本人の判断力が低下した場合には、本人の財産管理や生活上に必要な契約について、誰かが行わなければいけません。
何も取り決めをせずに放置してしまうと、判断力の低下した本人が誤った契約を行い、多くの損失が出ることもあります。また、身内が本人の財産を使い込んでしまうというトラブルも発生する可能性があります。
今回は、本人の判断力が低下したら利用できる、法定後見制度とはどんな制度なのか、法定後見制度の手続きや費用についてもわかりやすく説明していきたいと思います。
1. 法定後見制度とは?
法定後見制度とは、本人の判断力が低下した後に、本人の財産管理や事務手続きを行う、もしくは補佐する人を決める制度です。
法定後見人には、本人の判断力に合わせて、後見・保佐・補助の3パターンがあります。
後見とは?
後見とは、本人の判断力が全くない場合に、本人の財産などを保護するための制度となります。認知症の症状がすすみ、家族の顔も判断がつかないなどの重度の場合に適応されます。
後見を受ける本人は、生活上の契約や財産管理を行うことができないため、後見人が代理権を担います。そのため、後見人は、本人のための療養や介護などに、本人の財産を使うこともできます。
また、後見人は、取消権もあります。本人が誤って契約などを行ってしまった場合にも、取消権を使って契約を取り消すことができます。
保佐とは?
保佐人とは、判断力が著しく不足している人を保護するための人になります。基本的な日常生活などは、自分の判断でできるけれども、契約や財産管理を自ら行うことが難しい人が対象となります。
財産管理などについては、基本的に保佐人の同意を得てから行うこととなります。同意を得なかった場合に、契約をしてしまった場合などは、保佐人が取り消すこともできます。
細かい保佐人の権利としては、家庭裁判所の審判で決められた内容に基づいて行われます。
補助とは?
補助とは、判断力に欠ける人をサポートするための制度になります。基本的には、契約なども本人の判断力があるため本人が行います。
補佐人のできる権利の範囲については、家庭裁判所で決められた内容に基づいて行うこととなります。
2. 法定後見制度のメリット
法定後見制度は、判断力の低下した本人を保護するための制度です。そのため、本人に不利益な契約や財産管理などから守ることができます。
財産を守ることができる
法定後見制度を利用することにより、不本意に身内に財産を使い込まれてしまうなどの被害を防ぐことができます。
判断力の低下した契約の取消しができる
判断力の低下した本人が、不本意な契約をしてしまった場合にも、法定後見人であれば、取消をすることができます。
3. 法定後見制度のデメリット
家庭裁判所が選任する
法定後見人は、本人のために中立な立場の人が、家庭裁判所の職権により選ばれます。そのため、申立書に記載した身内が選ばれないこともあります。
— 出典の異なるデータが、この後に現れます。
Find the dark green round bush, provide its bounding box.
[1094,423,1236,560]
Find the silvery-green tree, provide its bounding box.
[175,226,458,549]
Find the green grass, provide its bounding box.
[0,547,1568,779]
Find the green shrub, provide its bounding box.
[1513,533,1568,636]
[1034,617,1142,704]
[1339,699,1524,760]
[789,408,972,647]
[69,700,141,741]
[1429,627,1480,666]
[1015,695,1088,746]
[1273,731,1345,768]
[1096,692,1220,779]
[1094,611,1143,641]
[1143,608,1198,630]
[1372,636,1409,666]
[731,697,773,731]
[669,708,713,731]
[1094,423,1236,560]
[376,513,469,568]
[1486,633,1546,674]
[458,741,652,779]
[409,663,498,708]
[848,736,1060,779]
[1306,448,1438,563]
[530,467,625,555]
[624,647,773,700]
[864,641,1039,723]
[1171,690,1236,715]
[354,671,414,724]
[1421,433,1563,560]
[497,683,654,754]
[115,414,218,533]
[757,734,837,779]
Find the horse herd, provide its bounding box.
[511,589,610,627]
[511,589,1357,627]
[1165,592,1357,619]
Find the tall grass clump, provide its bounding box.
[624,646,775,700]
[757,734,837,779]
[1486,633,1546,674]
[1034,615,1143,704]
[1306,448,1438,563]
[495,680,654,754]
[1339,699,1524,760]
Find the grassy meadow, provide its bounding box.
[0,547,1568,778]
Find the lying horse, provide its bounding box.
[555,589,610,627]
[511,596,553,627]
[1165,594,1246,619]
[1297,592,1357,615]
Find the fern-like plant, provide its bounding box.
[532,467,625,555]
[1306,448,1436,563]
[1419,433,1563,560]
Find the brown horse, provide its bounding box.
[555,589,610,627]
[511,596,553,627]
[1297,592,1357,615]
また、選ばれなかったからといって、不服申し立てもできません。
専門家が担う場合は、報酬が発生する
家族や身内が裁判所によって選任されれば良いのですが、中立の立場として、弁護士などの有資格者が選ばれることもよくあります。
その場合には、本人の財産から毎月報酬を支払う必要があります。
法定後見人は、基本的に本人が死亡するまで権限がある
法定後見人は、ちょっと不動産を整理したいからなどと言って決めてしまうと、基本的には本人の判断力が著しく改善した場合や本人が死亡するまで権限が続くので、解除できなくなります。
4. 法定後見制度の手続きとは?
本人の判断力が低下したら、法定後見制度の利用を考え始めるかと思います。具体的な手続きについてお伝えします。
家庭裁判所へ申し立て手続きをする
四親等内の親族が、申立人として、家庭裁判所に後見開始申立の手続きをします。申立手続きをする親族がいない場合には、市町村長などが代わりに、申立を行います。
家庭裁判所から受け取る資料を揃えて、提出します。
家庭裁判所が調査を行う
家庭裁判所の職員が、申立人と後見人候補者と面談を行い、申し立て理由などを確認します。その後、本人とも面談を行い、本人の状態を確認します。必要時、医師にも確認します。
家庭裁判所が後見人を選出する
家庭裁判所は、審査した上で、後見人を選出します。申し立てをした人と、後見人に家庭裁判所から通知が来ます。
法定後見人には、基本的に監督人はつかない
任意後見人と異なり、裁判所が選出した人が法定後見人となります。そのため、基本的には、後見人を監督する監督人は付きません。
裁判所が監督人が必要とみなされた場合や、申し立てがあった場合には、監督人が就くこととなります。
監督人がいない分だけ、基本的に法廷後見人では、監督人への報酬が必要ないと言えます。